Moussaoui still could change his mind, which he did once before. But if he follows through, it will mark the latest twist in a convoluted, sometimes bizarre, case during which Moussaoui has fought with and insulted his lawyers, the judge, and prosecutors but also has had some surprising legal victories. The government has charged Moussaoui with being part of an Al Qaeda conspiracy to commit terrorism that included the 2001 attacks on the World Trade Center and the Pentagon that killed nearly 3,000 people.
The indictment accuses Moussaoui of conspiracy to commit acts of terrorism, commit aircraft piracy, destroy aircraft, murder government employees, and destroy property. The first four charges carry a maximum sentence of death.
Moussaoui has acknowledged that he is an Al Qaeda member and has pledged his allegiance to terrorist leader Osama bin Laden. But he has consistently denied involvement in the Sept. 11 plot.
Moussaoui attorney Frank Dunham Jr. said he would not comment. His lawyers, however, opposed his first attempt to plead guilty in 2002, which he later withdrew, and have fought to remove the death penalty as a possible sentence.
Moussaoui's sentence would be determined in a separate legal proceeding that would follow any plea. Federal prosecutors plan to pursue the death penalty at that time, a government official said, noting that the government made no concessions and did not bargain with Moussaoui over a guilty plea. The official spoke on condition of anonymity because the judge has ordered both sides not to discuss the case publicly.
Despite Brinkema's ruling yesterday, several lawyers said Moussaoui's decision only underscores questions about his competence. They recalled his first attempt to plead guilty, a hearing marked by confusing statements and contentious exchanges with the judge.

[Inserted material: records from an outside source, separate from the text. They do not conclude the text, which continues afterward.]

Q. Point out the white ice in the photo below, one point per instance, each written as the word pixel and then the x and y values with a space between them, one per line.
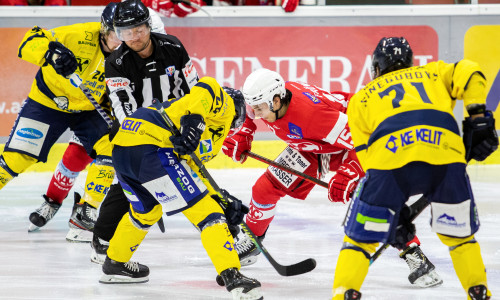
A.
pixel 43 265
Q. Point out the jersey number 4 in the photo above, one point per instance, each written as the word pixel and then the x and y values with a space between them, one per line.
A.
pixel 400 93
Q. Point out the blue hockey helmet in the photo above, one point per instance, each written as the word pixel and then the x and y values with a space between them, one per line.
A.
pixel 107 17
pixel 391 54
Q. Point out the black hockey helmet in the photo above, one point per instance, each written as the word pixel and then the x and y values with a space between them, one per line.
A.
pixel 239 106
pixel 391 54
pixel 107 17
pixel 131 13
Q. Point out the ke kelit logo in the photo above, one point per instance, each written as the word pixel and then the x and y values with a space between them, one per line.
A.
pixel 30 133
pixel 170 70
pixel 449 221
pixel 423 135
pixel 312 97
pixel 164 198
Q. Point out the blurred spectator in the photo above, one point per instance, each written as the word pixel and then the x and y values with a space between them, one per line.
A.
pixel 182 8
pixel 34 2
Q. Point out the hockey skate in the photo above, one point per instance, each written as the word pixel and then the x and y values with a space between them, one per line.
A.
pixel 81 223
pixel 118 272
pixel 422 271
pixel 247 252
pixel 43 214
pixel 99 250
pixel 240 286
pixel 478 292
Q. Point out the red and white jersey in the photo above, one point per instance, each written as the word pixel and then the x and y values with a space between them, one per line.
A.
pixel 315 120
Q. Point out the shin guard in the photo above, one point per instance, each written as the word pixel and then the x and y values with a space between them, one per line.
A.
pixel 99 178
pixel 467 260
pixel 74 160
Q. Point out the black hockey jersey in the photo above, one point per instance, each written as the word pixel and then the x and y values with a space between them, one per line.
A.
pixel 133 82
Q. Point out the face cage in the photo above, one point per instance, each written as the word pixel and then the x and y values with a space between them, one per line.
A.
pixel 127 33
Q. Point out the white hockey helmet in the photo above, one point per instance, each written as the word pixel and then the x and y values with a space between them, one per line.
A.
pixel 261 86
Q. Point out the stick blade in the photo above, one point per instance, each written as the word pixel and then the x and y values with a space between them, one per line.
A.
pixel 296 269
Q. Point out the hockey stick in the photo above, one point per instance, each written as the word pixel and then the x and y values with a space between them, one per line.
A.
pixel 295 269
pixel 286 169
pixel 415 209
pixel 196 6
pixel 78 82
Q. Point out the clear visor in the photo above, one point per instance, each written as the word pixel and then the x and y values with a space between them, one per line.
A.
pixel 132 32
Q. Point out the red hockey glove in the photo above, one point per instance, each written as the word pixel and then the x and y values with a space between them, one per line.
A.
pixel 290 5
pixel 182 9
pixel 344 181
pixel 235 145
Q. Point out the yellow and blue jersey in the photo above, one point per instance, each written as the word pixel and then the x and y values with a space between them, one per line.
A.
pixel 83 40
pixel 146 126
pixel 407 115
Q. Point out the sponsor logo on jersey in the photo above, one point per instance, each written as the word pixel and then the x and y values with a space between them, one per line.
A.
pixel 170 70
pixel 131 125
pixel 30 133
pixel 449 221
pixel 98 188
pixel 295 131
pixel 407 138
pixel 83 63
pixel 205 146
pixel 312 97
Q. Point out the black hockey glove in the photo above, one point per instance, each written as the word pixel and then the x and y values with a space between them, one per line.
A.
pixel 235 211
pixel 480 137
pixel 61 59
pixel 405 231
pixel 192 127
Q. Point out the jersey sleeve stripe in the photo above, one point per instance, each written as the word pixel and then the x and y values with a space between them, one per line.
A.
pixel 337 129
pixel 429 117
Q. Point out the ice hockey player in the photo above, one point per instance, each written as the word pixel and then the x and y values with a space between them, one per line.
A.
pixel 100 173
pixel 157 174
pixel 55 104
pixel 291 111
pixel 408 141
pixel 146 66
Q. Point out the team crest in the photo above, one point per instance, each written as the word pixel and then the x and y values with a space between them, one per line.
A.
pixel 170 70
pixel 83 63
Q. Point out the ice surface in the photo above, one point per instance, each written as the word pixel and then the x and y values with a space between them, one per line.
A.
pixel 43 265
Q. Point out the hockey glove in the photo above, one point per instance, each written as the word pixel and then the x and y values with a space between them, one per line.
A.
pixel 480 137
pixel 344 181
pixel 241 142
pixel 405 231
pixel 192 127
pixel 61 59
pixel 235 211
pixel 182 9
pixel 290 5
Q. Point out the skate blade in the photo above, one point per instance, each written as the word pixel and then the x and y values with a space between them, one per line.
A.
pixel 254 294
pixel 118 279
pixel 429 280
pixel 76 235
pixel 96 258
pixel 33 227
pixel 248 261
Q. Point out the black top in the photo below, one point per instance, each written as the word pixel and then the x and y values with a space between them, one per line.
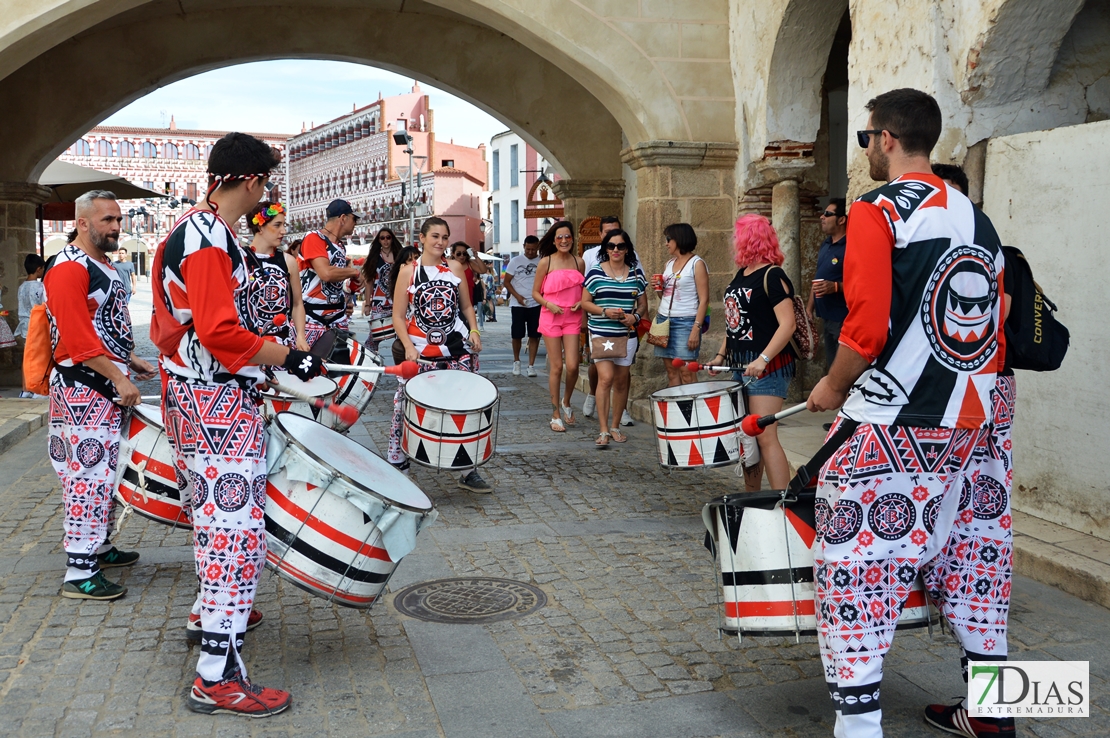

''I think his competence is in doubt here," said Peter Margulies, a law professor at Roger Williams University in Rhode Island.
Moussaoui's lawyers still could try to appeal on their client's behalf, although a defendant typically waives his right to appeal when he enters a plea, Margulies said. Moussaoui was in US custody on Sept. 11, 2001, having been arrested the previous month after arousing suspicions at a Minnesota flight school.
Khalid Shaikh Mohammed, the purported Sept. 11 mastermind, considered replacing the pilot of the plane that crashed in Pennsylvania with Moussaoui, according to the Sept. 11 commission report. But Mohammed has told interrogators that Moussaoui actually was being considered for a second wave of attacks still in the planning stages.